I'm home from school with a bug. It makes me sleep and kills my stomach. I'm quick to blame food poisoning for any problem that I've got, but I can't think of anything suspect that I ate. In fact, I've had nothing but spaghetti and coffee for several days. Well at least I can work on my "To Do" list that is about a mile long.
There has been no time to review movies lately. No time to even watch movies. I'll be much happier when there is.
People seem generally displeased with my Coachella pics. Cool.
No... I did get mostly positive feedback, but at least there was at least this bit on the buddyhead message board.

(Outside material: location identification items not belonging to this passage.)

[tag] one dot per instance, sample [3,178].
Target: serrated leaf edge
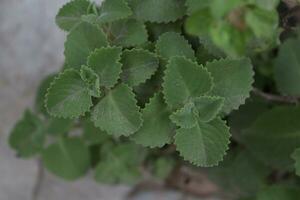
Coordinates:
[47,94]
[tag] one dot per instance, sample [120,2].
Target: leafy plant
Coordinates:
[174,76]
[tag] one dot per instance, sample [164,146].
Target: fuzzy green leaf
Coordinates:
[183,80]
[68,159]
[296,157]
[287,68]
[81,41]
[68,96]
[186,117]
[157,129]
[172,44]
[158,10]
[138,66]
[127,33]
[113,10]
[117,113]
[120,164]
[274,136]
[232,80]
[205,144]
[105,62]
[208,107]
[70,14]
[28,135]
[91,80]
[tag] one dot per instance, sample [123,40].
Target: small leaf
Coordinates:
[158,11]
[138,66]
[58,126]
[81,41]
[183,80]
[186,117]
[113,10]
[68,96]
[68,159]
[232,80]
[105,62]
[287,68]
[91,79]
[117,113]
[208,107]
[28,135]
[70,14]
[172,44]
[274,135]
[296,157]
[120,164]
[205,144]
[127,33]
[94,135]
[157,129]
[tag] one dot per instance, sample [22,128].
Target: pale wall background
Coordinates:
[31,46]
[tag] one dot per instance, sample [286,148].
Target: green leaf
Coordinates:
[91,80]
[58,126]
[81,41]
[105,62]
[296,157]
[127,33]
[28,136]
[205,144]
[68,96]
[41,93]
[113,10]
[172,44]
[186,117]
[278,192]
[93,135]
[274,136]
[68,159]
[157,129]
[120,164]
[208,107]
[195,5]
[70,14]
[287,68]
[183,80]
[138,66]
[232,80]
[158,10]
[117,113]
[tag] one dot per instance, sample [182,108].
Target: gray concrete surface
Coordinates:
[31,46]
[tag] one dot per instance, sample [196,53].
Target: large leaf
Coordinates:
[70,14]
[127,33]
[28,135]
[274,136]
[68,159]
[117,113]
[185,79]
[68,96]
[287,68]
[157,129]
[172,44]
[158,10]
[105,62]
[205,144]
[232,80]
[138,66]
[120,164]
[81,41]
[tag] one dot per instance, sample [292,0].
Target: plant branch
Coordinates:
[276,98]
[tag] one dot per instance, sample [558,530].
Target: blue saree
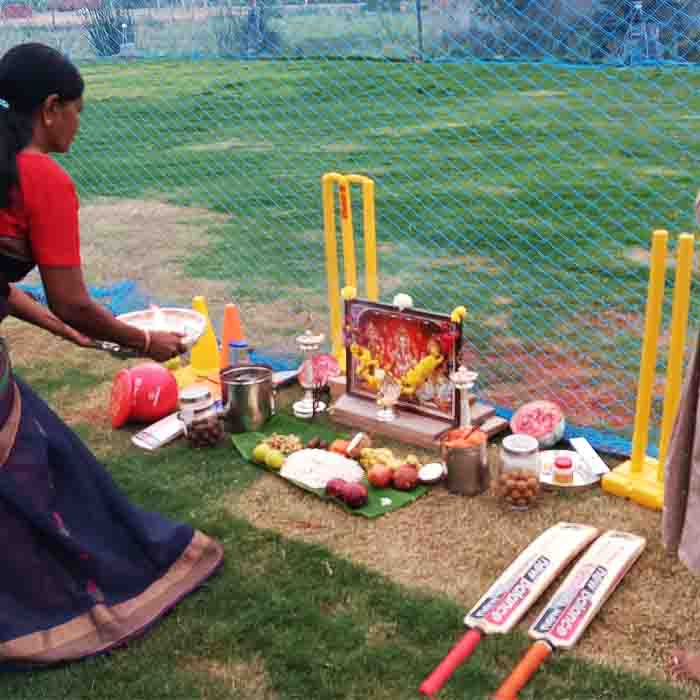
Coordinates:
[83,569]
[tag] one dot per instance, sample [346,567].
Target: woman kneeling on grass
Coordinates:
[83,570]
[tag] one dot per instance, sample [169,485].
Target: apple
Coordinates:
[336,488]
[380,476]
[355,495]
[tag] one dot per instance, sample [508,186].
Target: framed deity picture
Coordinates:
[414,349]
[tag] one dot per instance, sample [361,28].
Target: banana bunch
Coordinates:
[369,456]
[416,377]
[366,365]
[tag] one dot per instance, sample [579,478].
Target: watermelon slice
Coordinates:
[542,420]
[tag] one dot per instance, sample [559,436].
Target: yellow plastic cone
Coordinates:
[232,330]
[205,353]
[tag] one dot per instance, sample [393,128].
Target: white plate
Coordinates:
[189,322]
[583,476]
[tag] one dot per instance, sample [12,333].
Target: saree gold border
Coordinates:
[8,433]
[104,627]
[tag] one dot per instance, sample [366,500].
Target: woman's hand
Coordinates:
[165,345]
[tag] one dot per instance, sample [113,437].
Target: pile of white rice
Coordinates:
[315,468]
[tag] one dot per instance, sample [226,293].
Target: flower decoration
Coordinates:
[458,314]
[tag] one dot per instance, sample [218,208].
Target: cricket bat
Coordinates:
[576,602]
[510,597]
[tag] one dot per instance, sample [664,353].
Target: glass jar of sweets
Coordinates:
[200,416]
[519,471]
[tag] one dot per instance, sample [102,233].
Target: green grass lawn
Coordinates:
[517,190]
[284,619]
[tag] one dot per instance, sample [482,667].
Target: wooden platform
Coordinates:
[408,427]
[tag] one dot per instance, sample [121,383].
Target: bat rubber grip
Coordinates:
[526,669]
[459,653]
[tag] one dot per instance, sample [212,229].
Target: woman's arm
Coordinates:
[69,299]
[24,307]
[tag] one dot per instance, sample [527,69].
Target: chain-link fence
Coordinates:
[522,150]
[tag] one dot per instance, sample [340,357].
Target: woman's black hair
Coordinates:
[29,73]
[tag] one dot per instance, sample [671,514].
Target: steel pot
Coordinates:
[248,397]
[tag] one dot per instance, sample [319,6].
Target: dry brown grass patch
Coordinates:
[247,680]
[469,542]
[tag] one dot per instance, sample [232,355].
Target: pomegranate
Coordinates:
[355,495]
[336,488]
[406,478]
[380,476]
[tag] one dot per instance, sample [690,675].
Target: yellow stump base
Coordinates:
[642,487]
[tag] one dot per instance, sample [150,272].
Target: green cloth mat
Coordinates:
[284,424]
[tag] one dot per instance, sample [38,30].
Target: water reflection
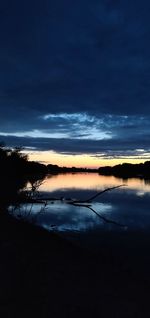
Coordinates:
[126,206]
[90,181]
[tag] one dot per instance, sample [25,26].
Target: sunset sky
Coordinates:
[75,80]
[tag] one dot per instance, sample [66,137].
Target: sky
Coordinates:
[75,80]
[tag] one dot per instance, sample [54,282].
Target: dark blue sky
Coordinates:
[75,76]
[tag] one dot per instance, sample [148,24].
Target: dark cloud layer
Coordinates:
[75,57]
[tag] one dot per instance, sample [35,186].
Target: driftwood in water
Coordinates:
[81,203]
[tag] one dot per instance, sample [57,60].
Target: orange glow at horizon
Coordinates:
[84,161]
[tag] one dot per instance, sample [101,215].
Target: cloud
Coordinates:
[75,70]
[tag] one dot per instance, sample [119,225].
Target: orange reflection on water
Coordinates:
[92,181]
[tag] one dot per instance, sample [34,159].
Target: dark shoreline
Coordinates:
[44,275]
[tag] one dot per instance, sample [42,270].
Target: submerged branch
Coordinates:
[98,214]
[99,193]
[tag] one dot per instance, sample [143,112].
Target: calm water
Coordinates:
[122,209]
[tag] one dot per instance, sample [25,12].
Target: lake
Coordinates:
[122,209]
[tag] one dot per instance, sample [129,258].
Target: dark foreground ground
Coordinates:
[43,275]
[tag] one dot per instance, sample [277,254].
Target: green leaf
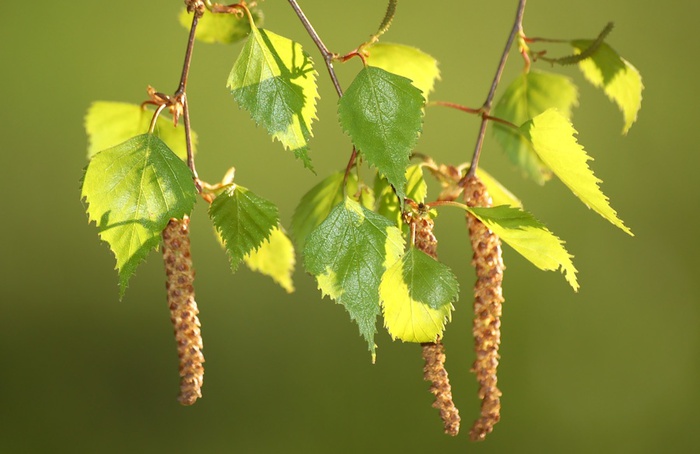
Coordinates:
[243,220]
[530,238]
[316,204]
[110,123]
[406,61]
[416,293]
[274,258]
[383,114]
[274,80]
[528,96]
[416,190]
[499,193]
[221,28]
[552,137]
[620,80]
[348,253]
[132,191]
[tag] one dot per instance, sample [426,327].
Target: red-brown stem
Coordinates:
[486,108]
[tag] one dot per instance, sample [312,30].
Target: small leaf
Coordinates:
[406,61]
[221,28]
[530,238]
[416,293]
[383,114]
[552,137]
[528,96]
[132,191]
[348,253]
[620,80]
[416,190]
[110,123]
[243,220]
[316,204]
[274,79]
[274,258]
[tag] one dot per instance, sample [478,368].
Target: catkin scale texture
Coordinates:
[434,352]
[488,299]
[183,308]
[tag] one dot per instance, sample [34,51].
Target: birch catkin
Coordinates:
[488,299]
[434,352]
[183,308]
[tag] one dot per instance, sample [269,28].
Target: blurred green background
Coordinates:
[613,368]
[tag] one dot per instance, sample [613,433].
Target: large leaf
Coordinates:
[243,220]
[416,293]
[530,238]
[274,258]
[317,203]
[132,191]
[553,139]
[620,80]
[383,114]
[221,28]
[387,202]
[110,123]
[526,97]
[348,253]
[274,79]
[406,61]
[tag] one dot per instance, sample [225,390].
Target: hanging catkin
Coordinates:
[488,299]
[434,352]
[183,308]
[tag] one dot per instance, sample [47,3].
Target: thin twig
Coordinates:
[486,109]
[327,55]
[181,97]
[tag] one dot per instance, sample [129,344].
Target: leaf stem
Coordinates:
[328,56]
[486,109]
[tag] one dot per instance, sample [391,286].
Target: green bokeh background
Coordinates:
[613,368]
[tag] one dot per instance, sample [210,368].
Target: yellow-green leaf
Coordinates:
[275,81]
[416,293]
[552,137]
[406,61]
[274,258]
[530,238]
[620,81]
[527,96]
[221,28]
[110,123]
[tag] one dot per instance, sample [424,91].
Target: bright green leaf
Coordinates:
[274,80]
[528,96]
[416,294]
[316,204]
[416,190]
[406,61]
[553,139]
[348,253]
[243,220]
[530,238]
[132,191]
[500,195]
[620,80]
[274,258]
[221,28]
[383,114]
[110,123]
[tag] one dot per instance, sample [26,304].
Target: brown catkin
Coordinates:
[183,308]
[488,299]
[434,352]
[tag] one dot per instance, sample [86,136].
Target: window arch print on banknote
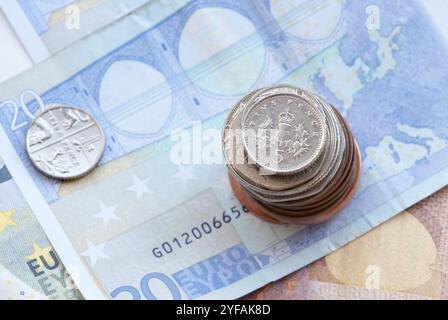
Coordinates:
[174,27]
[242,47]
[21,111]
[298,32]
[145,289]
[159,100]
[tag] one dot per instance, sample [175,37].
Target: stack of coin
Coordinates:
[291,156]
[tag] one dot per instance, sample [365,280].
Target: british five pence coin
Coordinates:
[65,142]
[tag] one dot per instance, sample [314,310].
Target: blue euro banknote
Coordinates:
[29,266]
[143,226]
[46,27]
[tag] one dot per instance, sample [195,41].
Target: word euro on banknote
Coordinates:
[29,266]
[46,27]
[146,225]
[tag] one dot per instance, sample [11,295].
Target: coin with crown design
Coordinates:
[292,157]
[283,132]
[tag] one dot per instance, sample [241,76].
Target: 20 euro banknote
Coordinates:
[29,266]
[158,218]
[413,244]
[46,27]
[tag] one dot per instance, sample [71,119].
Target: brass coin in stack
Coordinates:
[292,157]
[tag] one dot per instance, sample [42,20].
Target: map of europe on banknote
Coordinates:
[29,266]
[46,27]
[144,227]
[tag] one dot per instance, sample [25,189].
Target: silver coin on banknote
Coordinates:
[317,168]
[283,132]
[65,142]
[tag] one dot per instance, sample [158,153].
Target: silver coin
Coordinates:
[65,142]
[283,133]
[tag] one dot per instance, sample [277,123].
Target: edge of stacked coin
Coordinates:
[317,162]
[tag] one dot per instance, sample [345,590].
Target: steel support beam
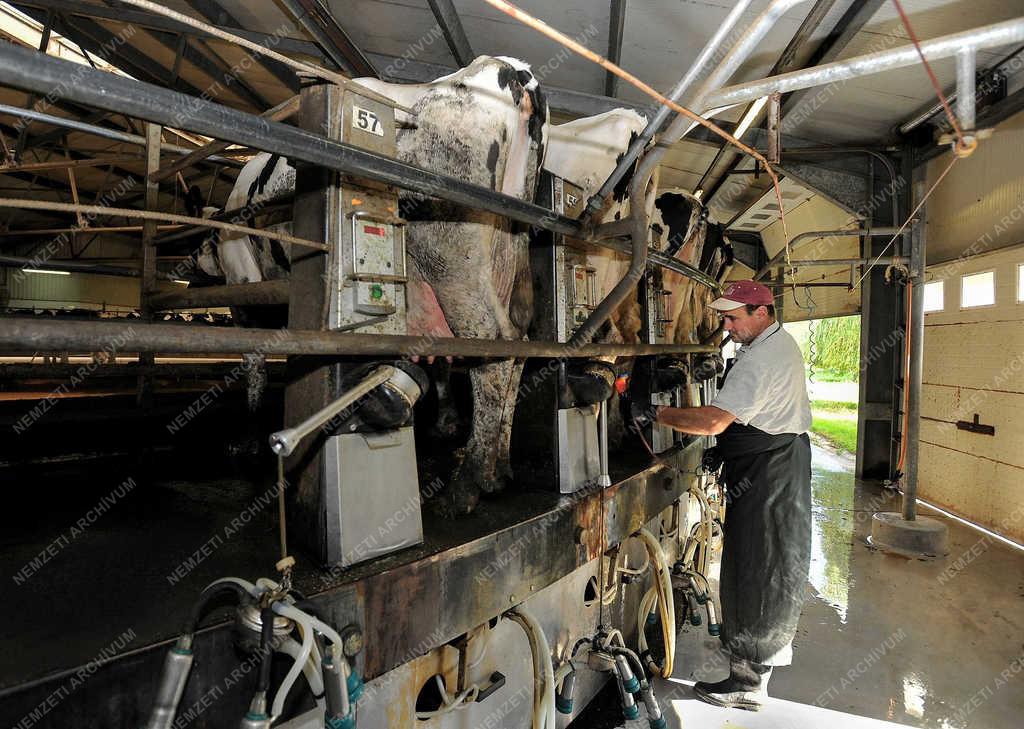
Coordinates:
[264,293]
[995,35]
[811,23]
[561,100]
[278,114]
[104,132]
[842,188]
[915,329]
[616,25]
[98,40]
[215,13]
[148,20]
[856,16]
[20,335]
[44,42]
[331,37]
[148,279]
[455,34]
[213,67]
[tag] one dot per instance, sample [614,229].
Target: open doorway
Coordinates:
[832,356]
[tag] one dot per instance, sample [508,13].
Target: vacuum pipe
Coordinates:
[847,232]
[712,48]
[998,34]
[650,161]
[23,334]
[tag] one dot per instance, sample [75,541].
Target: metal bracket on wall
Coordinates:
[976,426]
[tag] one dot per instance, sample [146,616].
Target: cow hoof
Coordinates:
[446,427]
[593,383]
[672,374]
[460,500]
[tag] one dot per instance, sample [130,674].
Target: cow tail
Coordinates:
[255,367]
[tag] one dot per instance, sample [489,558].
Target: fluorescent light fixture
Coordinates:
[42,270]
[749,118]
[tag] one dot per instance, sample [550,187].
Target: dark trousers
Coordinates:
[767,550]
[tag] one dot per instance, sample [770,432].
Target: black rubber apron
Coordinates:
[767,550]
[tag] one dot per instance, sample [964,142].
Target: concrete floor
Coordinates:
[883,641]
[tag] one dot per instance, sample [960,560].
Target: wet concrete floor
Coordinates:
[883,640]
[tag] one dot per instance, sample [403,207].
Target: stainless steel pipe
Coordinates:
[285,441]
[848,232]
[714,46]
[998,34]
[30,335]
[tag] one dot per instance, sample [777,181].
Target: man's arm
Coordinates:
[707,420]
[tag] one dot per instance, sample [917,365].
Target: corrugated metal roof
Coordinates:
[660,40]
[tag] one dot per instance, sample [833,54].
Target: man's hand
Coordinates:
[707,420]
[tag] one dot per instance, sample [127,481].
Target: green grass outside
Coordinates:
[834,405]
[823,374]
[842,432]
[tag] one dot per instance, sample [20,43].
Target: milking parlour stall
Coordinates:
[340,342]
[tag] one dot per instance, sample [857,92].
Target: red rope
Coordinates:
[963,145]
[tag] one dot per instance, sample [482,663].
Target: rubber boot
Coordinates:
[747,686]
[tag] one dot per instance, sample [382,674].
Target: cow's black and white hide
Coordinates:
[469,271]
[585,152]
[684,231]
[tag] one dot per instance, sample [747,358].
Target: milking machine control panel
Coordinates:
[369,268]
[556,421]
[577,282]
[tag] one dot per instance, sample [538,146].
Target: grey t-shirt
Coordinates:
[766,387]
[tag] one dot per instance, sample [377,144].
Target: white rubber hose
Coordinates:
[663,580]
[291,647]
[544,718]
[300,660]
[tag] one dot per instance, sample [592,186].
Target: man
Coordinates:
[761,417]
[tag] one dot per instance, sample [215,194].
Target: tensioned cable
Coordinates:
[906,222]
[964,147]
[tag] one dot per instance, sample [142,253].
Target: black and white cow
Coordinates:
[469,270]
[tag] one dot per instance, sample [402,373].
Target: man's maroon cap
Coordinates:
[743,292]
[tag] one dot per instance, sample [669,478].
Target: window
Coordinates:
[935,296]
[978,290]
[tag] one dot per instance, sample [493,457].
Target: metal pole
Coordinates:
[714,46]
[283,442]
[966,100]
[147,281]
[29,335]
[848,232]
[645,170]
[995,35]
[916,328]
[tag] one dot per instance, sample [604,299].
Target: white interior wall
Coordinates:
[974,363]
[974,358]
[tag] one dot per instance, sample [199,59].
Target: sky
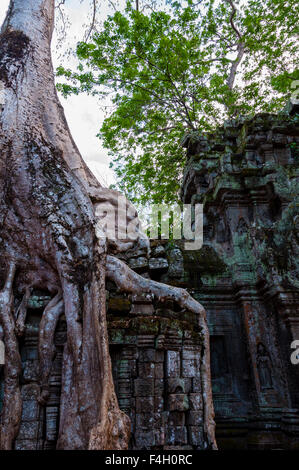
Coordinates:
[82,112]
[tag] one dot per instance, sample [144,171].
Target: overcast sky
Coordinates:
[82,112]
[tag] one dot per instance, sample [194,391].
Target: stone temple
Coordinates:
[246,275]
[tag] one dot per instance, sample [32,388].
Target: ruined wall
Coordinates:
[246,176]
[246,276]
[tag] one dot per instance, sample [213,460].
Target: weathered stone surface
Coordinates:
[158,265]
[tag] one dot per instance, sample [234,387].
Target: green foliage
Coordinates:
[175,71]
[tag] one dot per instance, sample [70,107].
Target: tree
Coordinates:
[52,239]
[183,69]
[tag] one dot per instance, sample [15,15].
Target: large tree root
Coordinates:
[12,406]
[46,346]
[90,416]
[129,281]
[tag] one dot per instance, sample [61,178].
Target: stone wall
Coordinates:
[246,275]
[246,176]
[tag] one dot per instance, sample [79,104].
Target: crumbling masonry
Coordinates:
[246,276]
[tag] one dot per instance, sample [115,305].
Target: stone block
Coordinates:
[159,371]
[158,404]
[176,435]
[190,368]
[147,355]
[159,356]
[196,384]
[178,402]
[195,436]
[142,309]
[195,401]
[30,392]
[158,265]
[159,386]
[119,304]
[25,444]
[145,404]
[157,251]
[190,354]
[194,418]
[28,430]
[144,387]
[173,363]
[176,418]
[144,439]
[144,421]
[146,369]
[139,264]
[30,410]
[142,299]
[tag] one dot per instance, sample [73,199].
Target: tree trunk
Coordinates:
[48,236]
[51,239]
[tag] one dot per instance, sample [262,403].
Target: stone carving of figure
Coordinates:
[242,227]
[264,366]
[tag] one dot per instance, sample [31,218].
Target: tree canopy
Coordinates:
[182,68]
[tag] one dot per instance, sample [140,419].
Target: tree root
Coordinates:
[129,281]
[46,346]
[12,406]
[22,313]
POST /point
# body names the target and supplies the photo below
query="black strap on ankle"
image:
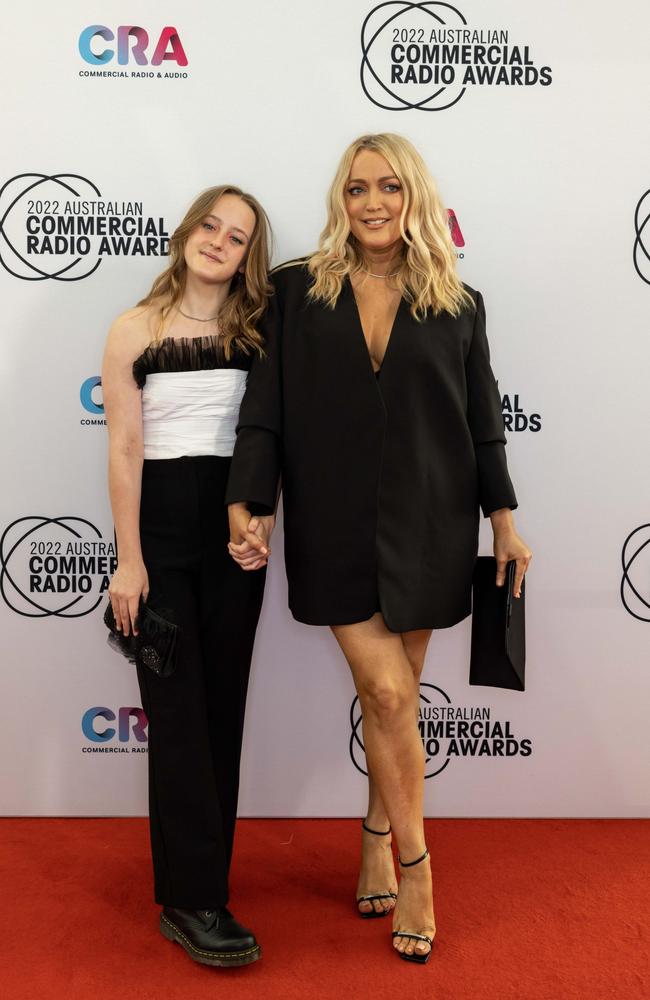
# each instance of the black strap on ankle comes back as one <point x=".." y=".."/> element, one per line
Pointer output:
<point x="377" y="833"/>
<point x="409" y="864"/>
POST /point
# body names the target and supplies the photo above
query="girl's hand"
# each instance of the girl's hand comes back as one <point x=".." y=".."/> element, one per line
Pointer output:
<point x="129" y="583"/>
<point x="249" y="537"/>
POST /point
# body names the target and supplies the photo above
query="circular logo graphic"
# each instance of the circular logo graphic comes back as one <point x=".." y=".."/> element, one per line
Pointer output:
<point x="635" y="589"/>
<point x="641" y="253"/>
<point x="54" y="566"/>
<point x="396" y="74"/>
<point x="431" y="697"/>
<point x="34" y="244"/>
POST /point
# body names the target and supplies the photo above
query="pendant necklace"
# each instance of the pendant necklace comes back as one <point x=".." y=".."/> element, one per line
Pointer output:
<point x="197" y="319"/>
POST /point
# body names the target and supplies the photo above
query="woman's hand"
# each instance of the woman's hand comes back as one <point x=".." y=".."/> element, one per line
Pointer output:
<point x="129" y="583"/>
<point x="508" y="545"/>
<point x="249" y="537"/>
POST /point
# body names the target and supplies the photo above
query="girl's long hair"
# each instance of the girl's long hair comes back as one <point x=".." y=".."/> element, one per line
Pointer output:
<point x="427" y="276"/>
<point x="240" y="314"/>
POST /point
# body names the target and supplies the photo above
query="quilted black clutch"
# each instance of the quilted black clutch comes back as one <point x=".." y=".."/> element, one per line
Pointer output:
<point x="155" y="644"/>
<point x="498" y="657"/>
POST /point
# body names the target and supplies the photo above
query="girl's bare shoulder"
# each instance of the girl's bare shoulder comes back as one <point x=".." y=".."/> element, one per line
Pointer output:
<point x="132" y="331"/>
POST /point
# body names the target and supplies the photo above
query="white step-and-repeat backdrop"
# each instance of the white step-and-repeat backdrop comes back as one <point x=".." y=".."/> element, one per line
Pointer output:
<point x="532" y="118"/>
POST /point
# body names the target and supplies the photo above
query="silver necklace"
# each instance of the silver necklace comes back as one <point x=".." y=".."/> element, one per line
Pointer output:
<point x="197" y="319"/>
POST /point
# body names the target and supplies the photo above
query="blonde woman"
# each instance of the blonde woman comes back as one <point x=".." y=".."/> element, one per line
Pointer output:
<point x="377" y="404"/>
<point x="174" y="374"/>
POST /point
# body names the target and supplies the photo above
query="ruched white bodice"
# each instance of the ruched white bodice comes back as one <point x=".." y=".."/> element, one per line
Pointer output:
<point x="191" y="413"/>
<point x="190" y="397"/>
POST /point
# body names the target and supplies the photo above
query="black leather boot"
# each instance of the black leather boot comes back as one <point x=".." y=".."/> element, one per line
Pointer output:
<point x="212" y="937"/>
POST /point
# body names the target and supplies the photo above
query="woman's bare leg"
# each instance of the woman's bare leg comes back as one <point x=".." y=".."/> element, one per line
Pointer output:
<point x="387" y="689"/>
<point x="377" y="870"/>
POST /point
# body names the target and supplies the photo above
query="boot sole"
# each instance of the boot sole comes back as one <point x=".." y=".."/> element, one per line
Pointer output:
<point x="221" y="958"/>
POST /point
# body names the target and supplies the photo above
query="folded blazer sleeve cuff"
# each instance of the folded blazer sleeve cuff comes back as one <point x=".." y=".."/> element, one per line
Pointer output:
<point x="255" y="470"/>
<point x="494" y="484"/>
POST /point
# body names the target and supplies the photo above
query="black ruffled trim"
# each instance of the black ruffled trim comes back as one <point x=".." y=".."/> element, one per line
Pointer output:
<point x="185" y="354"/>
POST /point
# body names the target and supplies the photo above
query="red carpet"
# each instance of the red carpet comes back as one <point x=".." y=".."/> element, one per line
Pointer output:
<point x="526" y="909"/>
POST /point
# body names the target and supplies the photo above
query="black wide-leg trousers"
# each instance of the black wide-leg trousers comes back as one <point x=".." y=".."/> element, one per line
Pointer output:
<point x="196" y="715"/>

Wow - you mention the cobrasnake like 100 times. You even called him a "famous Hollywood photographer". That guy is a no-talent assclown douchebag. He doesn't do shit. You also mentioned something about the crowd being very punk rock, edgy, and fashion aware of something. Very lame. I hope the whole site is a joke.
If you are wondering what I'm doing on the buddyhead board, I'm looking for fun forums to promote my work, but having trouble finding any. The buddyhead board is pretty dead. Is all the action on myspace? Are all message boards dead? I will find out and tell you.
So I discovered that most people get to my blog through search engines, by like, twenty to one or something. My loyal readers are still the most important ones, but I'm excited by my discovery, thanks to StatCounter.
The search terms are the expected, like titles of the movies I review, animal rights stuff, punk top ten lists, even some scenester fashion queries... Some were more specific, like the locust is ruining hardcore for fat kids jessica hopper. Awesome, I did write about that. My favorite was pictures of a deformed vaginas. Yup, deformed vaginas has come up more than once by searchers. Can I help it if the movies I write about are perverse? No I can't.
I'm gonna redesign this site again soon, around the end of the month, and I'll bring you a Cub Speaks homepage with an interview.
America's Next Top Model ended the season in a way that pleased me. It's one of the only shows I watch besides the news networks. Unfortunately they did a 'Got Milk' print ad this season. Gross cum shots. I mean it, it's not just in my brain, that shit is dirty.
Milk is obscene... deformed vaginas in the horror flicks? I've got no problem with that.